Artigo

De peixes e solidão

Atualizada em 11/10/2022 às 12h33

Quanta companhia nos faz um peixe? Nenhuma, dirão alguns; dentro d’água, nadando, traz tranquilidade, diriam outros; bastante mais do que a presença do meu marido, dirá a mulher desamada. Alguns glutões materialistas - conheço alguns - podem preferir a companhia efêmera, enquanto dura uma degustação, do peixe frito com arroz de cuxá. A resposta é complexa, envolve solidão, coisa fina e dorida. Difícil de lidar.

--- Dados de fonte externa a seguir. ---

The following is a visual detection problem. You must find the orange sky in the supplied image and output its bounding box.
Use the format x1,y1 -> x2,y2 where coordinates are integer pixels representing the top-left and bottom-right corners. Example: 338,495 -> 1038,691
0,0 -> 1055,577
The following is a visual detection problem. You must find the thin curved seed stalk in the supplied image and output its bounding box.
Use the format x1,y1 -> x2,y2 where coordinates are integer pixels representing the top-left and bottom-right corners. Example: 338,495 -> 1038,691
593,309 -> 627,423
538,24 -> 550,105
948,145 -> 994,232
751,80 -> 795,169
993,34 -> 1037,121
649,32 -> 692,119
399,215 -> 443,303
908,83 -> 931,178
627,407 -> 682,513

E, então? A propósito de que esta pergunta despropositada? Veio da leitura de umas cartas... Alguém ainda escreve cartas, criatura? Nem os Correios se animam a entregá-las mais... Sabem aquela propaganda antiga que dizia: Os Correios entregam cartas nos endereços mais estranhos, assim, na Rua Direita, primeiro canto, dobrar à esquerda, atravessar três ruas e, defronte de um pé de caju, está o nº 13, da D. Ritinha. Pois sim, remeta uma carta sem CEP e veja o que acontece, nem o procuram na Internet. Devolvem a cuja cheia de carimbos, destinatário não encontrado. Em áreas perigosas, mesmo com o CEP, não vão lá. Carteiro-herói enfrenta cachorro, diz o folheto, mas bandido já é demais.

Penso que o gênero epistolografia se acabou. Que fariam, hoje, Abelardo e Heloisa, Fernando Pessoa e Ofélia, Sóror Maria Alcoforado, Carlos Drummond e Mário de Andrade? Penso que os casais enamorados e a freirinha ardente trocariam as confissões manuscritas, tão frias, pelo celular. A voz aquece o amor. Trocariam emojis: um coração pulsando! O par de grandes escritores certamente pertenceria a um grupo de whatsaap de literatura. Não sobraria nada no baú para a posteridade bisbilhotar e editar.

Ora, estou a enveredar por caminhos outros. Que cartas são estas que eu li? Aquelas que as crianças escrevem para Papai Noel - mito perverso pra deixar criança pobre esperando brinquedos que não terá - e que são “respondidas” por pessoas dispostas a colaborar com os sonhos dessas crianças.

Os Correios promovem esse contato epistológrafo entre as crianças e adultos imbuídos, digamos, de espirito natalino. A mecânica é assim: as crianças escrevem para Papai Noel com o pedido e o endereço para entrega; as pessoas vão ao correio, leem e escolhem as cartas, deixam os pacotes dos presentes, identificados com os números das cartas, ao pé da árvore armada lá na agência. De lá, véspera de Natal, os funcionários, com muita pompa, levam os presentes em caminhões para a entrega.

Sentei e li algumas cartas. Muitas pedindo celular e jogos eletrônicos. Colaborar com a alienação? Huum, não. Ainda mais, querem Iphones e jogos caros. Não é para meu bolso. Algumas, mais factíveis, pedem helicópteros, bonecas, dinossauros, bolas de futebol. Melhor.

De repente, Joanilsson, 8 anos, pede um peixe, isso mesmo, um peixe. Para fazer companhia a ele e a sua avó, que moram sós. Puxa, não é um cachorro, um gato, mas um peixe. Obviamente dentro de um aquário. Ele não especifica. Fico com vontade de atender. E se alguma loja montasse o aquário na casa do menino? Quebra o sistema de entrega, é uma exceção. E a manutenção, alimento, luz. E se o peixe morrer antes? Descartei o peixe.

Atendi a outros pedidos. Mas o peixe não me saiu da cabeça. Nem a solidão dos dois. Os pais morreram? Separaram-se? Abandonaram o menino? Hoje, cada vez mais, avós criam netos, cercando-os de muito amor e dedicam a eles o tempo que os pais não mais possuem. Os resultados são bons e desmentem a expressão pejorativa “criado(a) por avó”. Gostaria de saber se Joanilsson ganhou o seu peixe.